Лучшего кладбища, чем музей, для искусства пока не придумали. Ценителя изящного здесь раздражает практически все: потоки туристов, которые не укротит даже бывалый регулировщик, вредные бабульки-смотрительницы, готовые наброситься на любого, кто задержится на пару минут перед картиной, охранники, чувствующие себя хозяевами обстановки… И это только цветочки. Едва не четверть экспонатов даже не увидеть: у одного вечно куча экскурсантов, другой увезли на выставку, третий висит где-то под потолком так, что видна одна темень, а четвертый закрыт стеклом, играющим бликами и отражениями. И все же, сколько бы ни говорилось гневных слов про храм искусств, без него никак. Все равно придется идти сюда на поклон, сдерживая желание нарушить этот почти казарменный порядок. Перед этим искушением в свое время не устоял итальянский концептуалист Вито Аккончи, незаметно преследовавший по пятам посетителей, пока те не начинали чувствовать дискомфорт и в конце концов не обнаруживали у себя «на хвосте» странного шпика. Группа «Искусство и язык» придумывала оптические обманки, подменяя фрагменты музейной обстановки живописным изображением так, что было не отличить интерьер от картины. Самые находчивые пытались учредить музей имени себя. У Марселя Дюшана был портативный музейчик, умещавшийся в небольшом чемодане, где были аккуратно уложены миниатюрные копии его главных работ.

Людмила Белова обживает музей. Ей интересны не коллекции и шедевры, а обыденная жизнь в музее. Как на любом режимном объекте, рутины здесь хоть отбавляй. Достаточно представить один день смотрительницы, которая должна просидеть в своем зале почти восемь часов. В недавней видеоинсталляции художница рассказала истории из жизни эрмитажного персонала. Неожиданно крупным планом был показан неприметный музейный быт, тогда как знаменитые шедевры стали всего лишь фоном. Маленький человек и большая история – одна из главных тем Людмилы Беловой. Причем эпохальности и имперскому величию она явно предпочитает частные случаи.
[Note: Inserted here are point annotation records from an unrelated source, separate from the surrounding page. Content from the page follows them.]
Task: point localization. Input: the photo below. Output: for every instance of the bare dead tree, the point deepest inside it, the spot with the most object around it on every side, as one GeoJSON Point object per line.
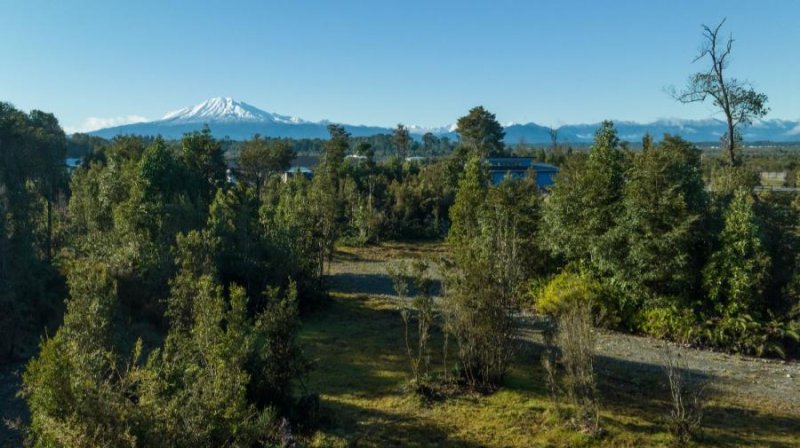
{"type": "Point", "coordinates": [736, 98]}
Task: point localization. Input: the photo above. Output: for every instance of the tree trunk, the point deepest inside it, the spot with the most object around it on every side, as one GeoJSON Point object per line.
{"type": "Point", "coordinates": [731, 143]}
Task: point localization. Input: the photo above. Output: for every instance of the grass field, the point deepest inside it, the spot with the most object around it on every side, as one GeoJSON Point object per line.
{"type": "Point", "coordinates": [361, 372]}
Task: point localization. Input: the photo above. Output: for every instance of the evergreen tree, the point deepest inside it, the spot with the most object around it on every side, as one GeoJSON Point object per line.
{"type": "Point", "coordinates": [481, 133]}
{"type": "Point", "coordinates": [737, 272]}
{"type": "Point", "coordinates": [663, 220]}
{"type": "Point", "coordinates": [586, 204]}
{"type": "Point", "coordinates": [402, 141]}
Несколько лет назад в Фонтанном доме она создала альтернативный музей истории, коллекция которого должна состоять не из привычных экспонатов, но из сбивчивых воспоминаний и разрозненных свидетельств ничем не примечательных людей.

«Семейный портрет в интерьере» - еще одна попытка одомашнивания музея. Во время съемок в Эрмитаже, наблюдая быт и нравы персонала, художница заинтересовалась картинами, защищенными стеклом. Их никогда нельзя рассмотреть целиком, так как стекло дает блики и отражает обстановку. Музей прячет от нас искусство, создает новые и новые препятствия для общения с ним. И вместо картины зачастую мы видим, как в ней отражаются зевающие туристы, с интересом посматривающая в окно девочка или профиль клюющей носом старушки. Старые вещи живут не только своим прошлым, но и тем, что происходит вокруг них, хотя зачастую не имеет даже косвенного отношения к их истории.

На фотографиях, выведенных на оргстекло, воспроизведены «Портрет пожилого человека» и «Портрет мальчика» Рембрандта из собрания Эрмитажа. Портреты сложно увидеть за отражениями: на одном половину занимает приподнятая штора, из-под которой видно приоткрытое окно; на другом заметна, главным образом, стоящая напротив холста, в углу зала, ваза; на третьем лицо Титуса закрывает профиль пожилого мужчины. Секрет полупрозрачной поверхности этих фотостекол состоит в том, что на них не только показаны фрагменты музейной обстановки, они предназначены воспроизводить тот интерьер, в котором будут находиться. Эти картины – зеркало в зеркале с застывшим отражением. Они будут жить общей жизнью со зрителем, растворяя происходящее вокруг в просвечивающих насквозь старинных образах. Чем больше будет новых оптических слоев, тем легче и свободнее будет жить с неприступными шедеврами. Нам дан шанс вырваться из музея-тюрьмы, где все друг за другом присматривают: дежурные за смотрителями, смотрители за посетителями, посетители за экспонатами, которых толком не разглядеть, а охранники за всеми сразу. Как в знаменитом фильме Висконти, увидев картину, включенную в обстановку и житейские обстоятельства, мы узнаем много новых подробностей, которые раньше казались лишними. Это обещает не новые радости, но, напротив, новую меланхолию. Результат не заставит долго ждать: картина обретет обаяние и загадочность, которые не сумел сохранить музей.